Of course, many of the services above have been attacked as being environmentally damaging, because they’re ‘consuming too much energy’. But the imbalance is inverse. Media outlets shaming millennials for sending too many emails or watching too much Netflix (“Hah, what hypocrites!”) are consistently using dodgy math exaggerating energy consumption. Not only are these services also subject to the ‘energy morality police’, it’s even worse, in that their impact is overestimated, not underestimated. Despite the reproachful moaning, Bitcoin absolutely earns the aggressive scrutiny it gets. It probably deserves more.
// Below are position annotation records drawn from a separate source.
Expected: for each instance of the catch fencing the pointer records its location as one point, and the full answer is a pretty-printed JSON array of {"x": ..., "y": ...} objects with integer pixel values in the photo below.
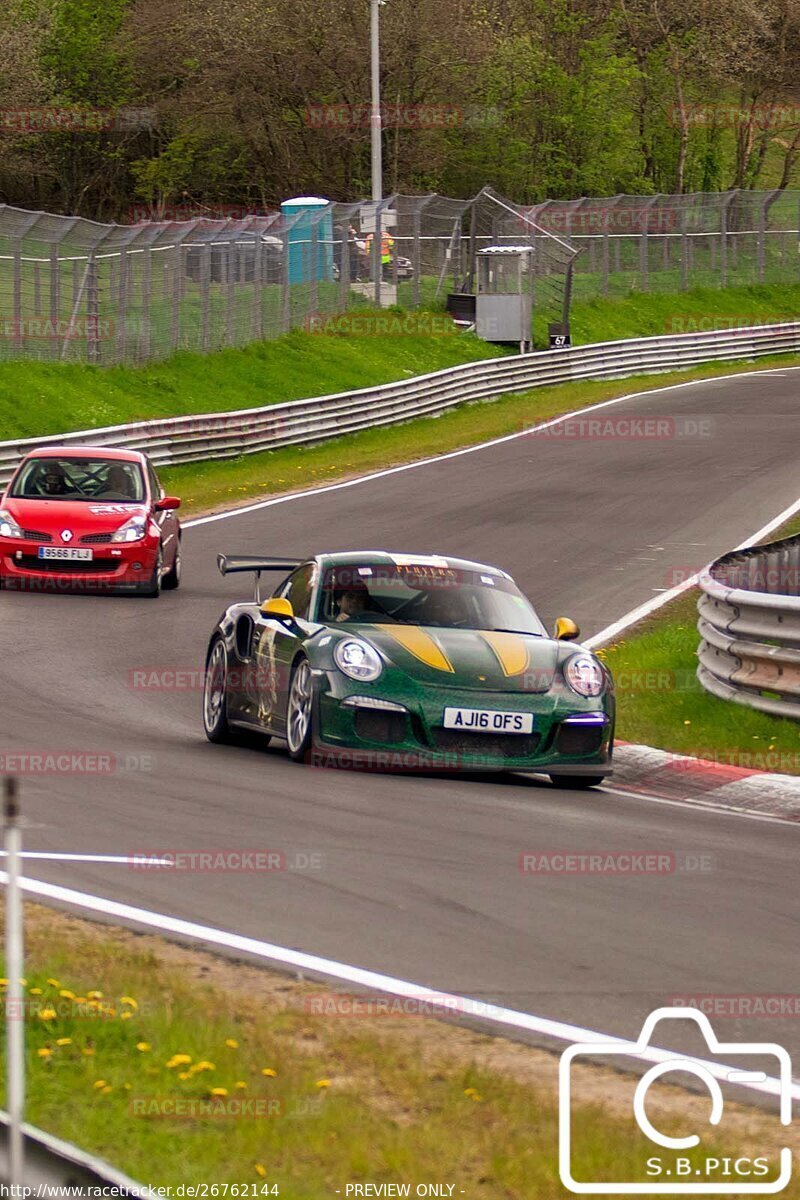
[
  {"x": 750, "y": 628},
  {"x": 79, "y": 292},
  {"x": 302, "y": 421}
]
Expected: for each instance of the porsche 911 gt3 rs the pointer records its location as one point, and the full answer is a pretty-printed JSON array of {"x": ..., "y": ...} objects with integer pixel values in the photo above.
[{"x": 380, "y": 659}]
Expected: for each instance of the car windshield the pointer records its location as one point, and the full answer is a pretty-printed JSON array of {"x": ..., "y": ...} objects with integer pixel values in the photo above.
[
  {"x": 422, "y": 594},
  {"x": 109, "y": 480}
]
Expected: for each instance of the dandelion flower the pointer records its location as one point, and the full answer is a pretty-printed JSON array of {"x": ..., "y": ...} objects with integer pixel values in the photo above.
[{"x": 178, "y": 1060}]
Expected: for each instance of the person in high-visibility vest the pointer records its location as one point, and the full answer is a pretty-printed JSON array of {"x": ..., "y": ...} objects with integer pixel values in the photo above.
[{"x": 386, "y": 249}]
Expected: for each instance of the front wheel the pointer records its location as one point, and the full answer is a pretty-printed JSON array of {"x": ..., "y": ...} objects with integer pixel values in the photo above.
[
  {"x": 215, "y": 695},
  {"x": 300, "y": 711},
  {"x": 576, "y": 783}
]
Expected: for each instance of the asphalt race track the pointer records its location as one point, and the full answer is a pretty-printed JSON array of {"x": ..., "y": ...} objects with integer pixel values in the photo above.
[{"x": 417, "y": 876}]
Of course, electric gluttony matters because the majority of the world’s power is generated using fossil fuels, and doing so creates humanity-wrecking greenhouse gas emissions. Unlike companies like Google, which transparently purchase zero emissions power, Bitcoin’s climate impact can only be guesstimated using a complex methodology. Cambridge University suggests Bitcoin energy is around 29%-39% zero emissions (mostly hydro); the rest is pure fossil (advocates claim 76%, but that refers not to energy but the proportion of Bitcoin miners with at least some non-zero amount of renewables; a dodgy piece of wordplay).


Electricity is the lowest hanging fruit of decarbonisation, wind and solar are getting cheaper every day and things are changing fast. If the power sector gets decarbonised, Bitcoin mining becomes climate neutral by default, right?

Not quite. That long path to a global zero emissions grid is going to be really long, and the shallower the decline of fossil fuels, the more total greenhouse gas emissions are added to the atmosphere.

It matters, then, that there seems to be a massive sector of the Bitcoin community that actively seeks out fossil fuels to burn, making that decline even shallower, and resulting in increased emissions and climate harm.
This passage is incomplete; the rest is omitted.